How do I encode and decode HTML entities using JavaScript or JQuery?

var varTitle = "Chris' corner";

I want it to be:

var varTitle = "Chris' corner";

ANSWER:

You could try something like:

var Title = $('<textarea />').html("Chris&apos; corner").text();
console.log(Title);
<script src="https://ajax.googleapis.com/ajax/libs/jquery/2.1.1/jquery.min.js"></script>

JS Fiddle.

A more interactive version:

$('form').submit(function() {
  var theString = $('#string').val();
  var varTitle = $('<textarea />').html(theString).text();
  $('#output').text(varTitle);
  return false;
});
<script src="https://ajax.googleapis.com/ajax/libs/jquery/2.1.1/jquery.min.js"></script>
<form action="#" method="post">
  <fieldset>
    <label for="string">Enter a html-encoded string to decode</label>
    <input type="text" name="string" id="string" />
  </fieldset>
  <fieldset>
    <input type="submit" value="decode" />
  </fieldset>
</form>

<div id="output"></div>

JS Fiddle.

ANSWER:

I recommend against using the jQuery code that was accepted as the answer. While it does not insert the string to decode into the page, it does cause things such as scripts and HTML elements to get created. This is way more code than we need. Instead, I suggest using a safer, more optimized function.

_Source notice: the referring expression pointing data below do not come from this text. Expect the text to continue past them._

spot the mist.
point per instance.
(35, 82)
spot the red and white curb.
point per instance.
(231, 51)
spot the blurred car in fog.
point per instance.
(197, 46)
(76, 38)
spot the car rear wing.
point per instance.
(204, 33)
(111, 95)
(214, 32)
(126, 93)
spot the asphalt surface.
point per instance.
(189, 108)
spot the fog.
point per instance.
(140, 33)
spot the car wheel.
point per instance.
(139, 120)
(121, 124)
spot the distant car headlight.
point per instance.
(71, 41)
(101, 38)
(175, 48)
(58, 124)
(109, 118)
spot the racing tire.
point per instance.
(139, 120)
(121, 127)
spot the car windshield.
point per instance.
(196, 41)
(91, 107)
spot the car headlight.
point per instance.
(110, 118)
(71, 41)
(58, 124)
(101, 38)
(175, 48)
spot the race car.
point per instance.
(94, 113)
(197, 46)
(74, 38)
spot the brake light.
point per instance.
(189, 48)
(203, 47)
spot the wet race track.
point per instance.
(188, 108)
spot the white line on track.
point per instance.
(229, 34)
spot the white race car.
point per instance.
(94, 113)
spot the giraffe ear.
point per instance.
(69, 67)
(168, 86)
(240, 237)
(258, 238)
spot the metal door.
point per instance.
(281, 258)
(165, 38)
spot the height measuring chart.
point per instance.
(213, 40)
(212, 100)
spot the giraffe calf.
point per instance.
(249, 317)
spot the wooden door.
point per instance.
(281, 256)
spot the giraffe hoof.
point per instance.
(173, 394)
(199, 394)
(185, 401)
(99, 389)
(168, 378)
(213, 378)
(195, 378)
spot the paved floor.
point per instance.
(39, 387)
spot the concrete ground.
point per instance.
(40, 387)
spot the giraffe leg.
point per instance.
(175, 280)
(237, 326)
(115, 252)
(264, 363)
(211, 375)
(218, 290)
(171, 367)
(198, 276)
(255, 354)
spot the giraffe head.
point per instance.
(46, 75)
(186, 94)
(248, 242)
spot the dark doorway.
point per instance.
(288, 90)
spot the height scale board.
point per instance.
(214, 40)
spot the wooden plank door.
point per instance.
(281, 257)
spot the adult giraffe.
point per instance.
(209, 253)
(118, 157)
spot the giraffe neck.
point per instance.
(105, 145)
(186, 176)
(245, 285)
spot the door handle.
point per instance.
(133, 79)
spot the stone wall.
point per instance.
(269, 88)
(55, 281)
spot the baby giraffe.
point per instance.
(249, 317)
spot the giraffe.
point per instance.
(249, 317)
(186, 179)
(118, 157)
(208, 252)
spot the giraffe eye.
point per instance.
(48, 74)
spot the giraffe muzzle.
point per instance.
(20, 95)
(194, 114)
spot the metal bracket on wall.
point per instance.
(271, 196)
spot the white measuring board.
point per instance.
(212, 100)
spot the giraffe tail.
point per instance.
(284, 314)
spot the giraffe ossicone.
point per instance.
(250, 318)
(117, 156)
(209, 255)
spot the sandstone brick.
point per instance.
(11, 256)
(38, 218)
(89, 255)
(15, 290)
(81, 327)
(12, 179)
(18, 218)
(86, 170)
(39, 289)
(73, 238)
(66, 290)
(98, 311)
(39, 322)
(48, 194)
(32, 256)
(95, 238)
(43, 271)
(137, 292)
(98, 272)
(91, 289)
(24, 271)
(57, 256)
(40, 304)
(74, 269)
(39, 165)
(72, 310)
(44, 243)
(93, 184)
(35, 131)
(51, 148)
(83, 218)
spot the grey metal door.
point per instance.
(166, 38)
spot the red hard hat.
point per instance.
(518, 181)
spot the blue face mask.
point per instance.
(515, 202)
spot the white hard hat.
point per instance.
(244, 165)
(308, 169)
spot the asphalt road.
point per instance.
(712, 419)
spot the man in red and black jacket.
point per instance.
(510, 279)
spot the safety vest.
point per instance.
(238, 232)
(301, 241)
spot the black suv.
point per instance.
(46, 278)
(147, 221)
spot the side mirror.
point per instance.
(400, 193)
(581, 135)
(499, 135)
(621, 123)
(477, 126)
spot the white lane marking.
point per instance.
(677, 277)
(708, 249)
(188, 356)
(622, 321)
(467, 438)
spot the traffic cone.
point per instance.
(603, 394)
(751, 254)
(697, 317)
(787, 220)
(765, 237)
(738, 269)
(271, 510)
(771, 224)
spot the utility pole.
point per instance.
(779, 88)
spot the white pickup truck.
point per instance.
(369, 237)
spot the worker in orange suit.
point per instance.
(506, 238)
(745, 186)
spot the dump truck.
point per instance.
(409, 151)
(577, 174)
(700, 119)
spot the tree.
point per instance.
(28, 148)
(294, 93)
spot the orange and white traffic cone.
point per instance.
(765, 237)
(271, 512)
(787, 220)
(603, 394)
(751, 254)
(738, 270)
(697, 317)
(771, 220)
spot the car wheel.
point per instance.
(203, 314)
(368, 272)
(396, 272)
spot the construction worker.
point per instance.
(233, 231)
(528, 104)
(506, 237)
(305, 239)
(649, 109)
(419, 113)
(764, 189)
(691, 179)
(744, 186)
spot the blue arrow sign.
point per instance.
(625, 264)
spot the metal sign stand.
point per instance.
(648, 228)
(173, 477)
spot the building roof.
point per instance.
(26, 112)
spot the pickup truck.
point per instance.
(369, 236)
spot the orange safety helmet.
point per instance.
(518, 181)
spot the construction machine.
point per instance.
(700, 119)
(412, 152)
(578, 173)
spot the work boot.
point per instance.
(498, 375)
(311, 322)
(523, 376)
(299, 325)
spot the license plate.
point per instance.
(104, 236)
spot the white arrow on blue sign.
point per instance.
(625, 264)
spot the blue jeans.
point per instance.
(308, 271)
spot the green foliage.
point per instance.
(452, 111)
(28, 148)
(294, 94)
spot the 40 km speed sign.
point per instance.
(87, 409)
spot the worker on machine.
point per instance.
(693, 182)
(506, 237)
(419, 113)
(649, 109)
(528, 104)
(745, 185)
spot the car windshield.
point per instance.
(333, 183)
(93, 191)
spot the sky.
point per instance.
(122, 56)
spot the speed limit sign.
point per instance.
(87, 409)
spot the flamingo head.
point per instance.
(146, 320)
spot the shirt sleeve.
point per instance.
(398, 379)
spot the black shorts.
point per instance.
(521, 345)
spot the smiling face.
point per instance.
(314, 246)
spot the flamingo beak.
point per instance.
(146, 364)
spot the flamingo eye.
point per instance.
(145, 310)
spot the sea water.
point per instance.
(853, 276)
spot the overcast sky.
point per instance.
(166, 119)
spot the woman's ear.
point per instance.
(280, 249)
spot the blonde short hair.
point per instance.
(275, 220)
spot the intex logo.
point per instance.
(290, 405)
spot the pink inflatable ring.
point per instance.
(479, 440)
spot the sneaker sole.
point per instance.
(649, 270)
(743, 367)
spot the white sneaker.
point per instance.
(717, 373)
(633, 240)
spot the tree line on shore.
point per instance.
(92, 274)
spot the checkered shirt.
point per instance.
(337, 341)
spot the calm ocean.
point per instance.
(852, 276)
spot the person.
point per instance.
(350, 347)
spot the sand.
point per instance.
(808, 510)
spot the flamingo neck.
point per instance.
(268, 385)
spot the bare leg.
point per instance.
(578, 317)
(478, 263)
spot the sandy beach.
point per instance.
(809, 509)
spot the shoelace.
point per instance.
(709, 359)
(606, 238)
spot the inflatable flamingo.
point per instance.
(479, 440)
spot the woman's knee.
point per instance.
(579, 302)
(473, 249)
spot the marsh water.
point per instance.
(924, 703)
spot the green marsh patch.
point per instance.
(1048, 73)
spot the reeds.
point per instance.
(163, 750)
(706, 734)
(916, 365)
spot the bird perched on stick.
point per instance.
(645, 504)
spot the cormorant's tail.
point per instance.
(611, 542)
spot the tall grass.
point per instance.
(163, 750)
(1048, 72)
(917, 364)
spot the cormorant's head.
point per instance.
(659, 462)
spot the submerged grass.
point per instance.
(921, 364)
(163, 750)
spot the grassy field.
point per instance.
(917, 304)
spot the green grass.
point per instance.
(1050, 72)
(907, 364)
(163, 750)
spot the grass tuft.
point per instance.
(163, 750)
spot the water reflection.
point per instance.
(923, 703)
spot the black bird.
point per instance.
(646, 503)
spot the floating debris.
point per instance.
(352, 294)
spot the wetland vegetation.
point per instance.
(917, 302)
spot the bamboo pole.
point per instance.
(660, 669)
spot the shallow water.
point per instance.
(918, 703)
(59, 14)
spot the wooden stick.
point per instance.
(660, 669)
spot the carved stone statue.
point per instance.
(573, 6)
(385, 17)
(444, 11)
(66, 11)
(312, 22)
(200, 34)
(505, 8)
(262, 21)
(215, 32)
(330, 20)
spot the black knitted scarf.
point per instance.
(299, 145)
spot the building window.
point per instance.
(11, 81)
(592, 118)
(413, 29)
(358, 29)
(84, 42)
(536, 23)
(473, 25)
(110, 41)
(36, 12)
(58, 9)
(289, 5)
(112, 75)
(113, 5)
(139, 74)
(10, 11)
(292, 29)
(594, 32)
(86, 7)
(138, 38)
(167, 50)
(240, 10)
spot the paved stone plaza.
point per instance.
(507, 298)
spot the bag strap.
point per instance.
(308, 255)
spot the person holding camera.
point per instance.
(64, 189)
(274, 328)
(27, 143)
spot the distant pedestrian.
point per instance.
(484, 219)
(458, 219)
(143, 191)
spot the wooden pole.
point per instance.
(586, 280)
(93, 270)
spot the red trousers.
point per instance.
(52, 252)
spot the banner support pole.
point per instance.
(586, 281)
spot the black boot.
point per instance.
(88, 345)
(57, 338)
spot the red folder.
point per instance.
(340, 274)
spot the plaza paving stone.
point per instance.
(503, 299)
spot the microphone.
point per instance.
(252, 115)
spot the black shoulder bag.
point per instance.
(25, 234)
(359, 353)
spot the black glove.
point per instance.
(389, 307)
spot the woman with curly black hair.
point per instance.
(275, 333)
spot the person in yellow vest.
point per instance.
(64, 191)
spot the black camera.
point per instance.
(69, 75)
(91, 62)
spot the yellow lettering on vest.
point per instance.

var decodeEntities = (function() {
  // this prevents any overhead from creating the object each time
  var element = document.createElement('div');

  function decodeHTMLEntities (str) {
    if(str && typeof str === 'string') {
      // strip script/html tags
      str = str.replace(/<script[^>]*>([\S\s]*?)<\/script>/gmi, '');
      str = str.replace(/<\/?\w(?:[^"'>]|"[^"]*"|'[^']*')*>/gmi, '');
      element.innerHTML = str;
      str = element.textContent;
      element.textContent="";
    }

    return str;
  }

  return decodeHTMLEntities;
})();

http://jsfiddle.net/LYteC/4/

To use this function, just call decodeEntities("&amp;") and it will use the same underlying techniques as the jQuery version will—but without jQuery’s overhead, and after sanitizing the HTML tags in the input. See Mike Samuel’s comment on the accepted answer for how to filter out HTML tags.

This function can be easily used as a jQuery plugin by adding the following line in your project.

jQuery.decodeEntities = decodeEntities;

ANSWER:

Original author answer here.

This is my favourite way of decoding HTML characters. The advantage of using this code is that tags are also preserved.

function decodeHtml(html) {
    var txt = document.createElement("textarea");
    txt.innerHTML = html;
    return txt.value;
}

Example: http://jsfiddle.net/k65s3/

Input:

Entity:&nbsp;Bad attempt at XSS:<script>alert('new\nline?')</script><br>

Output:

Entity: Bad attempt at XSS:<script>alert('new\nline?')</script><br>

ANSWER:

Like Robert K said, don’t use jQuery.html().text() to decode html entities as it’s unsafe because user input should never have access to the DOM. Read about XSS for why this is unsafe.

Instead try the Underscore.js utility-belt library which comes with escape and unescape methods:

_.escape(string)

Escapes a string for insertion into HTML, replacing &, <, >, ", `, and ' characters.

_.escape('Curly, Larry & Moe');
=> "Curly, Larry &amp; Moe"

_.unescape(string)

The opposite of escape, replaces &amp;, &lt;, &gt;, &quot;, &#96; and &#x27; with their unescaped counterparts.

_.unescape('Curly, Larry &amp; Moe');
=> "Curly, Larry & Moe"

To support decoding more characters, just copy the Underscore unescape method and add more characters to the map.